The CT scanners being installed will ensure that this important diagnostic tool
is available and affordable to most Kenyans, without travelling to Nairobi, where CT scanners were previously found,” PS Tum said recently.

According
to the National Hospital Insurance Fund’s annual report, CT scan services were
ranked number 12 in terms of its health expenditure during the financial
years 2016-17 and 2017-18, at Sh285,069,617 and Sh311,512,561 respectively.

“This
is an indication of a need for this crucial service. With the increasing burden
of cancer and road accidents, these machines will greatly transform operations
in public health facilities and help the local population reduce expenses on
medical care as well as reduce distances covered to access imaging services,” the PS said.

Data
from the Health ministry shows that about 10,000 Kenyans travel abroad annually
for medical treatment and spend at least Sh10 billion over the same period.

Last
year, 116 patients suffering from non-communicable diseases travelled to India
between January and March.
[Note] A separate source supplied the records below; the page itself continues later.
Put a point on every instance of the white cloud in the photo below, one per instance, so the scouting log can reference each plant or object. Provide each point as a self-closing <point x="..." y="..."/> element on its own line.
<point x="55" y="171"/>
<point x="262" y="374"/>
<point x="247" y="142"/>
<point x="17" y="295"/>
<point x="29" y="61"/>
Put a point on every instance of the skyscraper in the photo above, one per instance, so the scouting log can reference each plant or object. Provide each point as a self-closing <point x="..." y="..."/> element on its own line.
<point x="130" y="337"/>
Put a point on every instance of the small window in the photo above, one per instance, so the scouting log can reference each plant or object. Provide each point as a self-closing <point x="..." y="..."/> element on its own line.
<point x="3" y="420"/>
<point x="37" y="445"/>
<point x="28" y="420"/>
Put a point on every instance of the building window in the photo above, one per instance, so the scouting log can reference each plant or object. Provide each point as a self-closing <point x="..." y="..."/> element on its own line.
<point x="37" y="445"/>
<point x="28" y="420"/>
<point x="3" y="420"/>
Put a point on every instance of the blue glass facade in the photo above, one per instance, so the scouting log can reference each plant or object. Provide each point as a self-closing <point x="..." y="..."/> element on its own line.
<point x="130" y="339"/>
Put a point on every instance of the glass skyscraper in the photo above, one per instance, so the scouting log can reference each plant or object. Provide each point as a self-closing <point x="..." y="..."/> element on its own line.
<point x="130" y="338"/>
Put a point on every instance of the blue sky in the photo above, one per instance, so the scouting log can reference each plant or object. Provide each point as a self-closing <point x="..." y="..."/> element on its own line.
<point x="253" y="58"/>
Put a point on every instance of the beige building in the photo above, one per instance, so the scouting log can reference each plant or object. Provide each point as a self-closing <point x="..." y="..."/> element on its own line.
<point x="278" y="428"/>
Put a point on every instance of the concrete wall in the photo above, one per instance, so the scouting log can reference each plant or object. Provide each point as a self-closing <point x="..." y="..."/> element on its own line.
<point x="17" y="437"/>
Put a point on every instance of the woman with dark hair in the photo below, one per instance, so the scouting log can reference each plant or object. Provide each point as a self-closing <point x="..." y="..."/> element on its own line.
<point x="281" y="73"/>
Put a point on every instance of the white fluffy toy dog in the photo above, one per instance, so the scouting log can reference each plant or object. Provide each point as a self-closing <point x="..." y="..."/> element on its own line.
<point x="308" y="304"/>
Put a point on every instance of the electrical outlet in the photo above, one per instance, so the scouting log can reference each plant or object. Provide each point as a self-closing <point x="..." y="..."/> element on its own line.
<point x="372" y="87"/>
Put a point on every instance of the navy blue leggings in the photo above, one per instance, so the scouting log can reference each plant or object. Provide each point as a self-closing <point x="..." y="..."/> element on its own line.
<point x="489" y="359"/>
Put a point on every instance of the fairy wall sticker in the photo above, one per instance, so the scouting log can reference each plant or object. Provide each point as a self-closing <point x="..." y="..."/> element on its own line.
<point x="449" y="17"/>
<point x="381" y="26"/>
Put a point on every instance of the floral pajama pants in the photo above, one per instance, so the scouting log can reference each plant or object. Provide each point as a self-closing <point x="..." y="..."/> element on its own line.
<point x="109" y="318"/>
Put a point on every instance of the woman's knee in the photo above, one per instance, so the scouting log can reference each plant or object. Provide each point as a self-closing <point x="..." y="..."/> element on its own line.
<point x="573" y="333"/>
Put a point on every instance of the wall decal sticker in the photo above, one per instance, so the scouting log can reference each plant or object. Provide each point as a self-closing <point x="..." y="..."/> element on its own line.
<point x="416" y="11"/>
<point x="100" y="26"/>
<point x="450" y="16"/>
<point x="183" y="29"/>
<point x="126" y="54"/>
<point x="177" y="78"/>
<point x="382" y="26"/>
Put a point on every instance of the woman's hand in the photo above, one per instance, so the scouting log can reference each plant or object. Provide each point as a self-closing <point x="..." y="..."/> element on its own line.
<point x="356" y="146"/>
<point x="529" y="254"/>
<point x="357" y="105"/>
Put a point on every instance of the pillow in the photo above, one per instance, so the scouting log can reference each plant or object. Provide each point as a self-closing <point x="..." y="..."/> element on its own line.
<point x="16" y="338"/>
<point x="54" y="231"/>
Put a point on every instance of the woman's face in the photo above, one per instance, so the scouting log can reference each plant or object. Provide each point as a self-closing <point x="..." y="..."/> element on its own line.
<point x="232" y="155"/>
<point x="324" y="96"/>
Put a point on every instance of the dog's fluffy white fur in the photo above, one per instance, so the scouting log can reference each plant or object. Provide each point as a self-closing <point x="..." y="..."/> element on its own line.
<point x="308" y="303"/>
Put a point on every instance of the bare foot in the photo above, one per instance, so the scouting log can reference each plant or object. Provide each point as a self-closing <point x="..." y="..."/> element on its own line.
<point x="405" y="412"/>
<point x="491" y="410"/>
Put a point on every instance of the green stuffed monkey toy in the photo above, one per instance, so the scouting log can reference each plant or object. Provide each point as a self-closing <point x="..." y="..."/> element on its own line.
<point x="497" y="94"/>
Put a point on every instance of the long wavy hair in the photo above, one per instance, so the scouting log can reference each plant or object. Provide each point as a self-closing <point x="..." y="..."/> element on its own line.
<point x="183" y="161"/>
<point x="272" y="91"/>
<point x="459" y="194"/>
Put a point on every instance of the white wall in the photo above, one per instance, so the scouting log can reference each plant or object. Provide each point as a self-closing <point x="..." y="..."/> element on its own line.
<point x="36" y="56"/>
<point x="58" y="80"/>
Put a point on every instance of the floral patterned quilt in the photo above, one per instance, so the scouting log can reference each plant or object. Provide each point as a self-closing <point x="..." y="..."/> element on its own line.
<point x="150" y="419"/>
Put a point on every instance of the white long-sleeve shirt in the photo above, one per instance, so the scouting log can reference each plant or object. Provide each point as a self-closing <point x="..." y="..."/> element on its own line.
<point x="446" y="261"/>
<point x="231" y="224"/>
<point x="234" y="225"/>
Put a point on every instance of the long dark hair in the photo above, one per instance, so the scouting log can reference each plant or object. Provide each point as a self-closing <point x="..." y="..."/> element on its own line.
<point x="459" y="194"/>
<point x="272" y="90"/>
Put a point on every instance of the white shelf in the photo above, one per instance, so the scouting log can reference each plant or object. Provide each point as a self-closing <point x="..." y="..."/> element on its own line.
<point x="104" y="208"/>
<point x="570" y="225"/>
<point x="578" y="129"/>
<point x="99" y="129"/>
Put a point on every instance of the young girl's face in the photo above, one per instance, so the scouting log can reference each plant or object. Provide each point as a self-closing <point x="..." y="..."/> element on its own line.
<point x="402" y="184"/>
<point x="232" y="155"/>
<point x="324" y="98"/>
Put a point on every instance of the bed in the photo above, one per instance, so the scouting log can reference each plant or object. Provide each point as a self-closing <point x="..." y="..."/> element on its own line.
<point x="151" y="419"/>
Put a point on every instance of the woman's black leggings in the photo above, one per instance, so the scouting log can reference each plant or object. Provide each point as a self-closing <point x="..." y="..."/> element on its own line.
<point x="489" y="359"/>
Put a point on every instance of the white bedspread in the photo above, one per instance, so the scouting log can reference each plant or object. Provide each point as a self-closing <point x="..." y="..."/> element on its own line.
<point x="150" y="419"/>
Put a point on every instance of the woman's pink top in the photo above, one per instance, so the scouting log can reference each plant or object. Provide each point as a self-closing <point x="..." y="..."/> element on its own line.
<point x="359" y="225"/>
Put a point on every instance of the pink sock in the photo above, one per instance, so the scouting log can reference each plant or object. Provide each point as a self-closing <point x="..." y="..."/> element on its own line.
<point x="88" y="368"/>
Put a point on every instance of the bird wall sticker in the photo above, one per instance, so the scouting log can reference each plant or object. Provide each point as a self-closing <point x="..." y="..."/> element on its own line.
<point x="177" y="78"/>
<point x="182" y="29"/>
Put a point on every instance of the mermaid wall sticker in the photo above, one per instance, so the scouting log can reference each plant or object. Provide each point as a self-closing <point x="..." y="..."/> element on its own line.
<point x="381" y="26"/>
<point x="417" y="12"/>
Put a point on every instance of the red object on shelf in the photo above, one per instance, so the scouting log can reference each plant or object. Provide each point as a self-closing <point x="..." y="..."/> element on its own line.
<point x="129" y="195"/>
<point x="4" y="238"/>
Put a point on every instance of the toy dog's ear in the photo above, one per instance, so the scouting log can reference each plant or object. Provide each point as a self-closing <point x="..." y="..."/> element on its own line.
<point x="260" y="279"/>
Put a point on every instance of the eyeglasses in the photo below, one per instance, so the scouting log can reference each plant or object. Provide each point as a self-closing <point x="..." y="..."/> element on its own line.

Cancer patients accounted for 57.8 per cent of the
patients, while 16.8 per cent were those suffering from renal disease, 7.8 per
cent had cardiovascular disease and 3.4 per cent had skeletal disorders.

The
ministry blamed this on inadequate specialists and specialised medical equipment,
high cost of treatment and the long waiting period for cancer treatment and
kidney transplants.

Figures
from 2016 to March 2018 indicate that over 31.5 per cent of Kenyans
sought cancer treatment 31.5, 16.8 per cent chronic kidney disease, while heart
disease accounted for 9.19 per cent. Ninety-eight percent of the patients sought medical
attention in India, while the rest visited South Africa, Turkey, Italy, USA, UK
and Russia.

Tum
added that besides the CT scanners project, the Health ministry is putting
up centralised X-ray and CT scan reporting centres.

“This
will allow reporting of CT scans from far-flung health facilities, where there
may be no capability of reading or interpreting the scans. This will also enable
doctors to discuss and guide diagnosis of patients by specialists who may be
found in Nairobi or outside the country,” he said.